INTRODUCTION: Variable genomic breakpoints have been identified through the application of target-capture DNA next-generation sequencing (NGS) for ALK, ROS1, and RET fusion detection in NSCLC. We investigated whether ALK, ROS1, and RET genomic breakpoint location can predict matched targeted therapy efficacy. METHODS: NSCLCs were analyzed by DNA NGS, target-specific RNA NGS, whole-transcriptome sequencing, and immunohistochemistry. RESULTS: In total, 3787 NSCLC samples were analyzed. DNA NGS detected ALK, ROS1, and RET fusions in 241, 59, and 76 cases, respectively.
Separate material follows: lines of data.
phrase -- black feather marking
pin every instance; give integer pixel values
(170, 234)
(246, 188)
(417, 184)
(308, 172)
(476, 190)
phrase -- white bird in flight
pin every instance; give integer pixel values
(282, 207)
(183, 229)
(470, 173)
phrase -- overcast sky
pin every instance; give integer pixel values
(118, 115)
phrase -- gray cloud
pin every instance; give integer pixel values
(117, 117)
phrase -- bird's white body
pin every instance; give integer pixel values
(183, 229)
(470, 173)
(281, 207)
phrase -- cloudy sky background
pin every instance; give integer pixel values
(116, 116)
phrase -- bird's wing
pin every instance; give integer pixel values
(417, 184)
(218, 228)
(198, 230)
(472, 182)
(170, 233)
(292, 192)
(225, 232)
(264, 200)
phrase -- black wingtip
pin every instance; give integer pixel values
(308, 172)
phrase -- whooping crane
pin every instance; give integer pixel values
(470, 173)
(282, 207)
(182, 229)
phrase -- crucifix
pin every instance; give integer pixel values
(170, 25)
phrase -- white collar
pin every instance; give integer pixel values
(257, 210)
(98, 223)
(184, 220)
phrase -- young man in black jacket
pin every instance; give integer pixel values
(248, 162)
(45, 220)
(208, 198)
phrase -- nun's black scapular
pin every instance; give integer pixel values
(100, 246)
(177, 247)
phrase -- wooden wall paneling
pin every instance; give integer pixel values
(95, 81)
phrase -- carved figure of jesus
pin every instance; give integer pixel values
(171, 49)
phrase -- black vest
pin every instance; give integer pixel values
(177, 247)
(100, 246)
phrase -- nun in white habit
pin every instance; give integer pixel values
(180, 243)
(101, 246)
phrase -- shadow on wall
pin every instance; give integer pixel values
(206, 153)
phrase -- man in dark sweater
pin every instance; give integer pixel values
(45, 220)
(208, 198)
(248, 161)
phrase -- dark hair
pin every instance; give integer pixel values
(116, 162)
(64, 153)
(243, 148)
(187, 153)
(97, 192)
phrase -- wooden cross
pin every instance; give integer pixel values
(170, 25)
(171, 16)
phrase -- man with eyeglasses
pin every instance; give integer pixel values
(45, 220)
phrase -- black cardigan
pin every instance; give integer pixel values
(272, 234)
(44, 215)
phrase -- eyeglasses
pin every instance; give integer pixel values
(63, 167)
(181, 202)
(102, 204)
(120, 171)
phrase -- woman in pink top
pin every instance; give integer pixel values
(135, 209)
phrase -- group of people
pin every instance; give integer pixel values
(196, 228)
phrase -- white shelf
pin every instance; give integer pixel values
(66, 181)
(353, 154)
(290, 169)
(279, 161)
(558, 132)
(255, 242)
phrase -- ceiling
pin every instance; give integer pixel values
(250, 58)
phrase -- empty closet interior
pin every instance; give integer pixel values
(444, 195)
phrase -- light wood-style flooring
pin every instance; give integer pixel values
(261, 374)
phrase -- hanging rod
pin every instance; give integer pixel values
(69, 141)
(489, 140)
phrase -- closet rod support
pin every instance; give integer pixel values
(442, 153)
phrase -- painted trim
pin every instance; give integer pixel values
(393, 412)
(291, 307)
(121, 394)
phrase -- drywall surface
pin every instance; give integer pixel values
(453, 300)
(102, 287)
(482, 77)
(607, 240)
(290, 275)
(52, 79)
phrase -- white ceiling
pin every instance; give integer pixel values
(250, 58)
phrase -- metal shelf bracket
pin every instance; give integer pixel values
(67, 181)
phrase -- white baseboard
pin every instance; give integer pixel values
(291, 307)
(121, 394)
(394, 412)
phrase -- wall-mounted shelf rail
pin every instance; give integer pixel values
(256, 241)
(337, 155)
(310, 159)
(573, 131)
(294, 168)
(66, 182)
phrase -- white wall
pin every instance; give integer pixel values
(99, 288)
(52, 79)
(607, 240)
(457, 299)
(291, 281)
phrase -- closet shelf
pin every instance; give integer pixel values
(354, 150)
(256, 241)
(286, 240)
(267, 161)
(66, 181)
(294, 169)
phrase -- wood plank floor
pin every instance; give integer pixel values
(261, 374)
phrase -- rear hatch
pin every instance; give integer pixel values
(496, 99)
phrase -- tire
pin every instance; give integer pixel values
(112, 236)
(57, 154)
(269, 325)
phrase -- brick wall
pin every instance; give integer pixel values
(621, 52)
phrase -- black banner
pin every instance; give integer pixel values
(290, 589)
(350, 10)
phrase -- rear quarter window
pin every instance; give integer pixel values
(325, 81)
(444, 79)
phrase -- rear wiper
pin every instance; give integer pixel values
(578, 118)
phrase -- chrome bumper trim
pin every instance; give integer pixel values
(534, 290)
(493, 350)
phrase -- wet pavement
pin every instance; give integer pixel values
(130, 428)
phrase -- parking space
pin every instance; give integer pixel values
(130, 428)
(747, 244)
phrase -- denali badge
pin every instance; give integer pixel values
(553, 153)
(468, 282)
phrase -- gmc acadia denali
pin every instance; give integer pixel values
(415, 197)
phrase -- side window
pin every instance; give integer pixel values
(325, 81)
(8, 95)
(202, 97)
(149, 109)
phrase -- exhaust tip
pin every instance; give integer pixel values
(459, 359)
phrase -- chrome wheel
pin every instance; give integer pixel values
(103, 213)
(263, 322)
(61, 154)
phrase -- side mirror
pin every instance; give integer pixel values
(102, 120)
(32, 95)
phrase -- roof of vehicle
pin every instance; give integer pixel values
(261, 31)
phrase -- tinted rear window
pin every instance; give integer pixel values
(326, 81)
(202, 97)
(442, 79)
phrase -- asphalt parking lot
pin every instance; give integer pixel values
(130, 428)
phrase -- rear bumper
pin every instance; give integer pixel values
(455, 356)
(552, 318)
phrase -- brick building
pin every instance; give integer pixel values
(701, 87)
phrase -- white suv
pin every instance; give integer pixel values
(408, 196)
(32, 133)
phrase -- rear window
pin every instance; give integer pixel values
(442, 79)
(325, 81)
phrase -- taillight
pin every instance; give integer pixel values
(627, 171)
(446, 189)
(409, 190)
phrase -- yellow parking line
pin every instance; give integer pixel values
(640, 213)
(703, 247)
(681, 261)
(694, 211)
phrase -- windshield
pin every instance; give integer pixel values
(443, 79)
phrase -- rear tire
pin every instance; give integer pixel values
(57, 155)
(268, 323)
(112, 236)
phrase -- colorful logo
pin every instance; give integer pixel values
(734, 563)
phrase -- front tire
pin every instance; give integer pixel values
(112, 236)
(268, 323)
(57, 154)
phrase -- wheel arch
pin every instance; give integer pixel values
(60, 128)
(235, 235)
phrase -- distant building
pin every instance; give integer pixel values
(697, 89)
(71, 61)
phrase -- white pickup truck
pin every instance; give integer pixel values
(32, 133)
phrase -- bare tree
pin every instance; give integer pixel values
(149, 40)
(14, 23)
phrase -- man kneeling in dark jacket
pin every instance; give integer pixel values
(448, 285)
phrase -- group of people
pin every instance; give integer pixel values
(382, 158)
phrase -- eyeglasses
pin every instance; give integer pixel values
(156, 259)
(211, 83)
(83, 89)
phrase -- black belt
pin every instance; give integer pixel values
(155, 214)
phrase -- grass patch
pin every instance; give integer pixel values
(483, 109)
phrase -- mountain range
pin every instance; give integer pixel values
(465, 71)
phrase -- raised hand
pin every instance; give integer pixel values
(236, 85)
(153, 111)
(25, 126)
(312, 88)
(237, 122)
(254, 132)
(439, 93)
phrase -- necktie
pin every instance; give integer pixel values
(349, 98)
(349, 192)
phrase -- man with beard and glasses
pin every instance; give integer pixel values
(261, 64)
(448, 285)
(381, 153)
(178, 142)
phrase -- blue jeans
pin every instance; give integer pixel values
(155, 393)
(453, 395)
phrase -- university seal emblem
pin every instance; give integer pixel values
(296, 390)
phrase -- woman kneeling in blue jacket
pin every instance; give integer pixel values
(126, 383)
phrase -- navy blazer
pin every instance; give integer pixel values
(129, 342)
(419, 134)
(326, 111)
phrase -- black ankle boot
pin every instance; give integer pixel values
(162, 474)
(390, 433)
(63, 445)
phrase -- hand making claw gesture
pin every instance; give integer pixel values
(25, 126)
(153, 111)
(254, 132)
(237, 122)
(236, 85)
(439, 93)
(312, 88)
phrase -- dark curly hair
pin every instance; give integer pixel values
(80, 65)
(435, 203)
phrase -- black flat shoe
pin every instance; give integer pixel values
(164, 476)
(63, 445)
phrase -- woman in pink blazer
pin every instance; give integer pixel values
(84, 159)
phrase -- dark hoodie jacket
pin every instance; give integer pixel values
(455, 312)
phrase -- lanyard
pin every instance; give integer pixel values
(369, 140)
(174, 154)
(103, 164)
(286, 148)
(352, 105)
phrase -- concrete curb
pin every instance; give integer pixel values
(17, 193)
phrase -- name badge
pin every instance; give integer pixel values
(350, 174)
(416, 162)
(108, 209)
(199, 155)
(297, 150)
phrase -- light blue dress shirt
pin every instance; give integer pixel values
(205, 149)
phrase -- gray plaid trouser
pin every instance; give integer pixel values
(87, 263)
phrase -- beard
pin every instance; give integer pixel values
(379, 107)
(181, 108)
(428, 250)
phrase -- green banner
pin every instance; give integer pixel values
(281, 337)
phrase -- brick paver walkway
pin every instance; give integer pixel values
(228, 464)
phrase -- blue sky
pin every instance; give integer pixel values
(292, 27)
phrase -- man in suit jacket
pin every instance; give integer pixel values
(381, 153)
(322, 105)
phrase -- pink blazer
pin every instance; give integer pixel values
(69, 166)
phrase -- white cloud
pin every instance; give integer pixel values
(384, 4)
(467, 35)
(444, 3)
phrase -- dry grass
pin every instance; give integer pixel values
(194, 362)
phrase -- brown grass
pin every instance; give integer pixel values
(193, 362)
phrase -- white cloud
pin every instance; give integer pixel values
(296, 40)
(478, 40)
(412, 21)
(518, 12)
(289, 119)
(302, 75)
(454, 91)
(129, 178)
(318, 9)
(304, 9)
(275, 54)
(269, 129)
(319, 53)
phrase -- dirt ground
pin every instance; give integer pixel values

These fusions were divided into canonical (single EML4-ALK, CD74/EZR/TPM3/SDC4-ROS1, and KIF5B/CCDC6-RET fusions), noncanonical (single non-EML4-ALK, non-CD74/EZR/TPM3/SDC4-ROS1, and non-KIF5B/CCDC6-RET fusions), and primary/reciprocal (both primary and reciprocal rearrangements were detected) subtypes on the basis of genomic breakpoint position, and noncanonical and primary/reciprocal subtypes were defined as uncommon fusions. Further RNA sequencing and immunohistochemistry revealed that six of 47 (12.8%) uncommon fusions were actually nonproductive rearrangements that generated no aberrant transcripts or proteins. Moreover, genomic breakpoints of canonical ALK and RET, but not ROS1, fusions always predicted breakpoints at the transcript level, whereas 85.4% (35 of 41) of uncommon fusions actually produced canonical fusion transcripts. Patients with uncommon ALK fusion (n = 31) who received first-line crizotinib exhibited shorter median progression-free survival than those with canonical ALK fusion (n = 53, 8.4 mo versus 12.0 mo, p = 0.004). However, no difference in progression-free survival was observed when only ALK RNA or protein-positive cases were analyzed (p = 0.185). CONCLUSIONS: Uncommon ALK, ROS1, and RET genomic breakpoint is an unreliable predictor of matched targeted therapy efficacy. Functional validation by RNA or protein assay may add value for the accurate detection and interpretation of rare fusions.